CO-3048
Machado, Aníbal. [Carta] 1948 maio 17,
Rio de Janeiro, RJ [para] Candido Portinari,
Montevidéu. 2 p. [manuscrito]
Caro Portinari
Que você, Maria, Inês e o maravilhoso João Candido estejam passando bem. Constantemente, temos tido notícias de vocês; as últimas, pelo Michel Simon. Vocês são sempre lembrados aqui, onde realmente deixam um vazio sempre que se afastam. Mas esperamos tê-los brevemente de volta. Na verdade, o Rio não está valendo a pena agora, conquanto os sinais da reação, pelo menos os sinais mais visíveis e enervantes, já estejam escasseando sensivelmente.
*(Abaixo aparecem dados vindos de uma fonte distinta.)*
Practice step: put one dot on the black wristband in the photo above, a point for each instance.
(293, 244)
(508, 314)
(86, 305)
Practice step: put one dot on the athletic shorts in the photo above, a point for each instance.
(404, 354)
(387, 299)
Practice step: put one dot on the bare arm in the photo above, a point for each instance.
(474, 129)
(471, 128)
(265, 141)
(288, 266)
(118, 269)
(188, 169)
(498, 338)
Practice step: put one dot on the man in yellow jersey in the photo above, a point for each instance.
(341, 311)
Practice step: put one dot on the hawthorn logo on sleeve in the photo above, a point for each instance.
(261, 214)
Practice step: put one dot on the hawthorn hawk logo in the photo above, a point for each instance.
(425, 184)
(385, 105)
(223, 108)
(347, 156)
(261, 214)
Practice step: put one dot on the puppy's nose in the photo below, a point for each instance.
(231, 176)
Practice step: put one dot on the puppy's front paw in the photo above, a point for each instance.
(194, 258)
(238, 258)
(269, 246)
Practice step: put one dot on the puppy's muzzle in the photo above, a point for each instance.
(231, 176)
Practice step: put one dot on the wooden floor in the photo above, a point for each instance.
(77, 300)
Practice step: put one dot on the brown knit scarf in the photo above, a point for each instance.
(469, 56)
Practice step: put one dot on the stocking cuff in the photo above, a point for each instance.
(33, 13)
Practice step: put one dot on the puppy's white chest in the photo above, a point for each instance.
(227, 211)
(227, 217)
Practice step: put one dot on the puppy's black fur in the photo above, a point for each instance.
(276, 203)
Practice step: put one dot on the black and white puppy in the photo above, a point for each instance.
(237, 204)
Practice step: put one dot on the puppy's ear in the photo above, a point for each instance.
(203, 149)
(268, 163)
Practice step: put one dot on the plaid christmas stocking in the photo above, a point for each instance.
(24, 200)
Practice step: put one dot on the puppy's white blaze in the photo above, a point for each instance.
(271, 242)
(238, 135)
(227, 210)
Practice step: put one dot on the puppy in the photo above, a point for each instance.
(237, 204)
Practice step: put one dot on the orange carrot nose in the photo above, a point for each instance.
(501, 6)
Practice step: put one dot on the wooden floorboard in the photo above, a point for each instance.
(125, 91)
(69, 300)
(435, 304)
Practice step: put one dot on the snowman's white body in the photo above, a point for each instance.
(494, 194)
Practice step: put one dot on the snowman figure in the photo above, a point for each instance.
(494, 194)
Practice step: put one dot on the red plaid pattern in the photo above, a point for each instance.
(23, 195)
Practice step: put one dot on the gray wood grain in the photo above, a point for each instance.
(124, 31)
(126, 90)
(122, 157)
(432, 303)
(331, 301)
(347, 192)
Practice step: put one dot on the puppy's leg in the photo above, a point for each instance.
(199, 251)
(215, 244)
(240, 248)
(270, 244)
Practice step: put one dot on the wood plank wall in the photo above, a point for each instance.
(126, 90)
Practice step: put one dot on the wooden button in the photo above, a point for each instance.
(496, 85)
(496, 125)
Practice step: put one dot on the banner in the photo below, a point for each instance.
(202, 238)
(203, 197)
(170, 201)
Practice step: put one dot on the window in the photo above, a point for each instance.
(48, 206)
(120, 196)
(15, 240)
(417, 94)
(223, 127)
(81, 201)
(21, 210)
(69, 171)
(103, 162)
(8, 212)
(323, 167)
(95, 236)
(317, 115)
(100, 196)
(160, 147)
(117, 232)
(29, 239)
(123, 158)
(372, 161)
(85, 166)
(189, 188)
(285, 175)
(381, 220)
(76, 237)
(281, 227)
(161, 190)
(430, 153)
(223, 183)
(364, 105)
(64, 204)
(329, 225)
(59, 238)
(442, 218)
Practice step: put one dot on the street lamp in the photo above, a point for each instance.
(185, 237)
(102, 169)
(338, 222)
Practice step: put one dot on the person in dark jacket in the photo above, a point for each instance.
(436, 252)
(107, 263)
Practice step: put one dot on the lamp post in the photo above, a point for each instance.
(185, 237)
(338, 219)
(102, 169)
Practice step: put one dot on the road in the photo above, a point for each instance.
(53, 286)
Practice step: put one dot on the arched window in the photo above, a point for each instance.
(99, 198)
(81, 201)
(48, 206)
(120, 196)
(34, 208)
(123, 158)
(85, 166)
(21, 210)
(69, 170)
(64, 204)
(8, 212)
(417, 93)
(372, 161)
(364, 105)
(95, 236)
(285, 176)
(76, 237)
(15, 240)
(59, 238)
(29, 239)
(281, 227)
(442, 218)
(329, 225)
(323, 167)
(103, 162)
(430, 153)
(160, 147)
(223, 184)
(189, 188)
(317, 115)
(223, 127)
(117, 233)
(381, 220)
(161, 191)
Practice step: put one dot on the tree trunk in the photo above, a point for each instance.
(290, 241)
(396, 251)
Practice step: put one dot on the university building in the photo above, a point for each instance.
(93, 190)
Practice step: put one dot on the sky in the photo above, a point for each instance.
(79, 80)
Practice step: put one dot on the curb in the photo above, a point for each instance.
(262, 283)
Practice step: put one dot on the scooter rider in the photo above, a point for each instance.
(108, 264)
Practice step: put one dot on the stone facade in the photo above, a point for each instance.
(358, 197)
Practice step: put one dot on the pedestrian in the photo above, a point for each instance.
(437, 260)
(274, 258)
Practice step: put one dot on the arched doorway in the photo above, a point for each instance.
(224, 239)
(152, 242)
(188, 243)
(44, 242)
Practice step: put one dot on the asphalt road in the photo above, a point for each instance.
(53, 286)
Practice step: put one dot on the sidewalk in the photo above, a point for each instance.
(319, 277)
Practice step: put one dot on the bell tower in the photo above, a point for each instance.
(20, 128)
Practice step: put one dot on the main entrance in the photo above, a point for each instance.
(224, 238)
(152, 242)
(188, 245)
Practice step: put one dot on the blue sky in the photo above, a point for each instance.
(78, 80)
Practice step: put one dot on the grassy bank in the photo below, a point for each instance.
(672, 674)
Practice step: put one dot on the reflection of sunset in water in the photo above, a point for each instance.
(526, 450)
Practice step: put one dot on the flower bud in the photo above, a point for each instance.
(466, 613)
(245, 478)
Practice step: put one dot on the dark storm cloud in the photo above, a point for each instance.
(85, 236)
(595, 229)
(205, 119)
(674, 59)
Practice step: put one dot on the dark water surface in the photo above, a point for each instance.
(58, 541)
É vergonhosa a nossa posição de cócoras em face da América do Norte. Chega a dar saudades do Getúlio... O Congresso é como se não existisse; e seria inexistente se não houvesse lá algumas vozes livres, raras e corajosas. Apesar de tudo, a gente nunca perde a esperança no povo brasileiro, cujo valor não pode ser apreciado pelos que o exploram, é claro!
Como ficou bom o álbum da Penguin sobre você! E o texto do Landucci é excelente: uma viagem circular em torno de você e de sua arte. Escrevi uma nota sobre o mesmo para “Literatura”. Ontem, o suplemento do “O Jornal” deu um trabalho do Campofiorito a respeito de você. Estou certo de que você não será incomodado quando voltar, dado o respeito que lhe têm até mesmo os seus adversários políticos; mas não tenho dúvida de que aí, em Montevidéu, o ambiente é mais propício à sua criação artística. Compreendo, entretanto, que vocês já devam estar sentindo os apelos afetivos do Brasil, que são numerosos. Tenho trabalhado ultimamente: ficção. Foi depois da minha viagem à Europa que me nasceu o estímulo. Falei algumas vezes com a Olga pelo telefone e estive com o seu irmão mais moço, que é muito simpático. Fiz-lhe entrega de um cheque de 10 mil cruzeiros. Ficam faltando 2 mil que espero entregar brevemente. Vocês me desculpem o atraso, devido à demora em receber um dinheiro que me estava prometido há muito tempo. Não queira saber como me valeram, nos momentos de aperto em Paris, aqueles francos que você tinha depositado com o Jayme de Barros! E que saudade a Europa me deixou, sobretudo a França e a Itália! Um dia voltarei... Falta a Espanha. Quando se chega da Europa é que mais dolorosamente se sente o quanto terá que caminhar o
Brasil para ser alguma coisa. Mas a gente, por mais universalista que tenha o espírito, nunca perde a esperança. A desgraça é o nacionalismo, invenção fascista.
Diga a Maria que Selma e as meninas mandam um grande abraço. Maria Clara anda agora metida com o teatro de bonecos. Ela mesma faz os bonecos, escreve as peças e representa. É bem engraçado e apaixonante. Já está fazendo disso uma meia profissão, pois atende a chamados em festas de família. A cidade está estes dias cheia de rotarianos do mundo inteiro. Muito sorridentes e endinheirados. De um modo geral a vida aqui está... besta.
Recomende-nos a Maria, Inês e ao João Candido.